Cutting from the top will still have an impact on the district's operation, he said.
"Everyone thinks it's no big deal," Allison said. "Once the cuts are made, they ask, 'Why aren't we doing this anymore?' "
These noticeable cuts could include services such as custodial work and transportation, he said.
Loss of experience
A rash of retirements — six of a total of 26 administrators — will allow the Goddard school district to cut $335,000 in salaries next year, said Rod Dietz, assistant superintendent of business.
"It won't be nearly enough," he said, adding that the district cut roughly $700,000 from its budget this year and expects about the same next year.
Several top administrators, including Dietz, are retiring and being replaced by less costly assistants — or not at all.
"We have known this for a couple of years," Dietz said. "We knew we were going to get hit in this way."
He said the loss of experience and positions next year will affect the district "quite a bit."
"Someone is going to pick up the slack to make things work," Dietz said.

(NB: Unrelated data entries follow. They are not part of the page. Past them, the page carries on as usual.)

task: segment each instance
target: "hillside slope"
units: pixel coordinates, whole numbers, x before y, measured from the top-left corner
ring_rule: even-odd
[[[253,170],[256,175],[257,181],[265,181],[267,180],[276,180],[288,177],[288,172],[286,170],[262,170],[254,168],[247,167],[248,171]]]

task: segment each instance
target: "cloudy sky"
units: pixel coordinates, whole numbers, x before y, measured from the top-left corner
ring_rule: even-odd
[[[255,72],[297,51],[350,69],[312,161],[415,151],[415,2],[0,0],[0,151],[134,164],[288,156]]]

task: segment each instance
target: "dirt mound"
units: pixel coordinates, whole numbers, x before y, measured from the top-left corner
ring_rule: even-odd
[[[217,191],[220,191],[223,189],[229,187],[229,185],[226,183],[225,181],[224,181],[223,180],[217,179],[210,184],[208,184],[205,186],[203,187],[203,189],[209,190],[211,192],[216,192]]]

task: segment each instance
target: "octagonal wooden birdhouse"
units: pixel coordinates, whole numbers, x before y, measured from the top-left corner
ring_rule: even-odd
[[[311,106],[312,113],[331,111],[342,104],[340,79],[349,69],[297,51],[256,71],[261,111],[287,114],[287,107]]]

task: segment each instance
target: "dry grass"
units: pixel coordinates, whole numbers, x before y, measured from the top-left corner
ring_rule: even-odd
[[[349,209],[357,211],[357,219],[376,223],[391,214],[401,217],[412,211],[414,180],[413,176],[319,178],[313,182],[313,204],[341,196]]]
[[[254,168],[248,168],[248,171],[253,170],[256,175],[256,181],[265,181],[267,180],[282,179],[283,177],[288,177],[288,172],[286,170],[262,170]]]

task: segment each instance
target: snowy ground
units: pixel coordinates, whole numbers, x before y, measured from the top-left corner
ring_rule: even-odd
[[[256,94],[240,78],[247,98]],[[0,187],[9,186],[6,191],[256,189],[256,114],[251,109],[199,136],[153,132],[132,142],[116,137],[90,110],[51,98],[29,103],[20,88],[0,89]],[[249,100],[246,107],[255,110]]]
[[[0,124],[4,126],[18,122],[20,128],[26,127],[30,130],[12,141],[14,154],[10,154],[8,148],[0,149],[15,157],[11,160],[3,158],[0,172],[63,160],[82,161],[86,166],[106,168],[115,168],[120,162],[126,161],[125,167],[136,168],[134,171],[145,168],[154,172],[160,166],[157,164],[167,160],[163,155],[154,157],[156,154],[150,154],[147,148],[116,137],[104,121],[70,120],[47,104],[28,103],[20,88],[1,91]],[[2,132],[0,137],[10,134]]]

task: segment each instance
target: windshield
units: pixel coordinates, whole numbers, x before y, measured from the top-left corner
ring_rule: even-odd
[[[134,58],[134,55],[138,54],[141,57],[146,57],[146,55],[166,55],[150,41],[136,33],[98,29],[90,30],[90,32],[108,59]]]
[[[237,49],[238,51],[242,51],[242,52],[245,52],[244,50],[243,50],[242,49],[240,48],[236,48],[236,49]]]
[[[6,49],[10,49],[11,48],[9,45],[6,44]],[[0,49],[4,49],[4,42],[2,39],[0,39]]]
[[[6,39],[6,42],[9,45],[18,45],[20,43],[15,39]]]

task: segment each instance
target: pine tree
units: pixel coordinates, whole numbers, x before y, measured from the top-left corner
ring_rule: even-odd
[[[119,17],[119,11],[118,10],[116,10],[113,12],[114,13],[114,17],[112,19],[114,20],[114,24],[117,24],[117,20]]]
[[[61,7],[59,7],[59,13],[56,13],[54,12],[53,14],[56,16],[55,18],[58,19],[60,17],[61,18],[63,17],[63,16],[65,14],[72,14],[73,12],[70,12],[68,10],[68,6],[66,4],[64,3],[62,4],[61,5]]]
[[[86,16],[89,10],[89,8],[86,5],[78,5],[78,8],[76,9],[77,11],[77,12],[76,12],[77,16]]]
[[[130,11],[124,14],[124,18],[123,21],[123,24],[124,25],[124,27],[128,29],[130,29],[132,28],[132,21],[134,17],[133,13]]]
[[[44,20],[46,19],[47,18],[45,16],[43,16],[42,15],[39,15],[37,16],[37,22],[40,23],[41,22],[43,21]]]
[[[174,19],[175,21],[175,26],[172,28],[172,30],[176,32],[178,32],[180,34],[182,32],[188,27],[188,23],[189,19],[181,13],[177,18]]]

"In the long run, kids are going to suffer."
In Maize, administrative costs have risen in recent years because the school board decided to give raises to employees who aren't administrators or teachers — but count in the state's definition of general administration — to get their salaries in line with other area districts. The board didn't want to go back on the promise despite budget cuts, spokeswoman Karen McDermott said.
Andover is shaving some expenses of its 25 administrators, including principals. More than half took a furlough this school year, business manager Jim Freeman said.
Next school year, he said, the district plans to cut one districtwide support services job and part-time assistant principals at two schools.
And if teachers agree to a pay cut next year in their union contract, superintendent Mark Evans said the pay cut would be made districtwide, including administrators.
District-level cuts won't affect student services as noticeably as loss of school positions, Freeman said.
"They will have some impact down the road," he said.
Room for cuts
After having been a mid-level administrator, Ronsick said she sees much room to cut among the bevy of administrators hired to oversee curriculum as state tests became the principal way of judging a school's quality.
They aren't as necessary in this budget crunch, she said.
"Everyone has to do more with less," Ronsick said. "Why is it not happening at the school district?"
Wichita's administration is much larger than most Kansas districts because it has the most students in the state — about 50,000, legislator Schodorf said.
But although administration makes up a small percentage of a district's budget, she said some mid-level administrators might have to go if there's no money.
"The budget situation is so serious, every position needs to be looked at," Schodorf said. "Administration should be looked at also."
"Those salaries are the highest salaries — they should be cut too."
Board president Fuller said whether administrative salaries are cut depends on the budget reduction process, including more feedback from a panel of community stakeholders planned for this month.
"I don't want to make decisions until I see the whole picture," she said.